E.g., to get a randomized deck of cards, do:
> generate genDeck
[Card ...]
to get a hand of five cards, do:
> generate genHand
[Card ...]
and to get multiple five-card hands (up to 10 hands from a 53-card deck), do:
> generate $ genHands 5
[[Card ...], [Card ...], ...]
Next, you'll need to implement the following two functions (and any supporting functions you wish):
hand: takes an array of 5 cards and returns the strongest hand they can be
used to make.
Examples (your Cards representations will likely look different):
> hand [Card 2 H, Card 3 D, Card Ace H, Card 5 D, Card 4 S]
Straight
> hand [Card 2 D, Card 3 C, Card 2 C, Card 3 D, Card 2 H]
FullHouse
Though you may not include additional libraries for use in your
implementation, you should definitely check out the
sort
and
group
functions and others from
Data.List.
And don't forget your higher order functions (e.g., map, filter, etc.)!
computeStats: takes an array of 5-Card arrays, and returns a list of
tuples of type (Int, Hand), where each tuple indicates the number of times
a certain Hand occurs in the input list. The tuples should be sorted in
decreasing order of frequency.
To test your function, you can run computeStats on hands returned by
genHands, like so (see if you can figure out what the <$> operator is
being used for here):
> computeStats <$> (generate $ genHands 8)
[(3,HighCard),(3,Pair),(1,TwoPair),(1,ThreeOfAKind)]
We also provide you with test, which calls computeStats on N hands dealt
from separate, freshly shuffled decks.

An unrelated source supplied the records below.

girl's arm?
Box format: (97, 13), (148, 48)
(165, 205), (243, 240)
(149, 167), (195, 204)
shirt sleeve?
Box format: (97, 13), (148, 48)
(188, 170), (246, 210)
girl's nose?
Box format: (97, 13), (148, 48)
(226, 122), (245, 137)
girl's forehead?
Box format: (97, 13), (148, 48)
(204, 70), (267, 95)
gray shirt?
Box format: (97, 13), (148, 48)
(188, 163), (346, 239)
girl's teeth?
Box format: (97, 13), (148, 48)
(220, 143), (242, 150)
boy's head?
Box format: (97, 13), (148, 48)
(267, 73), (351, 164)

This will give you a good sense of the
statistics of various poker hands. Here are outputs we got on some sample
runs (yours, of course, will differ):
> test 1000
[(498,HighCard),(419,Pair),(38,TwoPair),
(32,ThreeOfAKind),(10,Straight),(3,Flush)]
> test 100000
[(50166,HighCard),(42220,Pair),(4779,TwoPair),
(2092,ThreeOfAKind),(387,Straight),(192,Flush),
(141,FullHouse),(22,FourOfAKind),(1,StraightFlush)]
> test 1000000
[(500430,HighCard),(423893,Pair),(47202,TwoPair),
(20930,ThreeOfAKind),(3926,Straight),(1891,Flush),
(1465,FullHouse),(250,FourOfAKind),(12,StraightFlush),
(1,RoyalFlush)]
You can also test your implementation by using the provided app/Main.hs to test
your implementation by running stack exec mp3 N from the command line, where N
is the number of hands to generate.
module Main where
import System.Environment
import MP.MP2
main :: IO ()
main = do
args <- getArgs
stats <- test $ (read $ head args :: Int)
print stats
And you can now do stack build, followed by stack exec cs340-exe N from the
command line to gather poker statistics from the command line.

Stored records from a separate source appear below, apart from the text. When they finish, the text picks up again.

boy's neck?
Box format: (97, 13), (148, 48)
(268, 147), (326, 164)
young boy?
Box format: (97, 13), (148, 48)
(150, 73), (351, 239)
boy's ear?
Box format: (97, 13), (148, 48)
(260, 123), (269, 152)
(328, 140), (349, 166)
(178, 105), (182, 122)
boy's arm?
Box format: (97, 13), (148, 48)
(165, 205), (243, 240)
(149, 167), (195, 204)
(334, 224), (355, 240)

For part 3, you are to add tests to src/test/MP/MP2Spec.hs to verify that your
functions above (for parts 1 and 2) work correctly. We do not require that you
write property-based tests, nor will we check that your tests are 100% thorough
--- we hope that pride will motivate you to get there on your own! We do,
however, ask that you achieve at least 80% code coverage in your tests.
Remember that to check code coverage, you can do stack test --coverage to generate a test coverage report, as described in Lect05.

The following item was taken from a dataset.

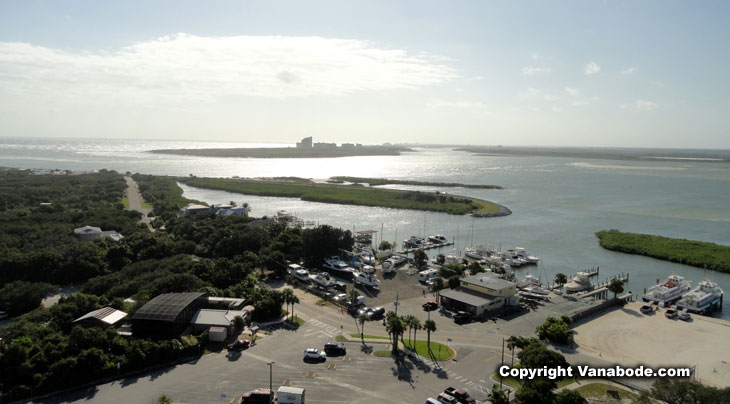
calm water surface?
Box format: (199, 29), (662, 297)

The Card data type and an accompanying, logical deck definition are worth
5 points
The hand and computeStats functions are worth 10 points each
Maximum points = 30 + 25 + 10 = 65
First, make sure you correctly signed and committed the "package.yaml" file. We won't be able to easily map your repository to your name if you don't!
To submit your work, simply commit all changes and push to your GitHub repository.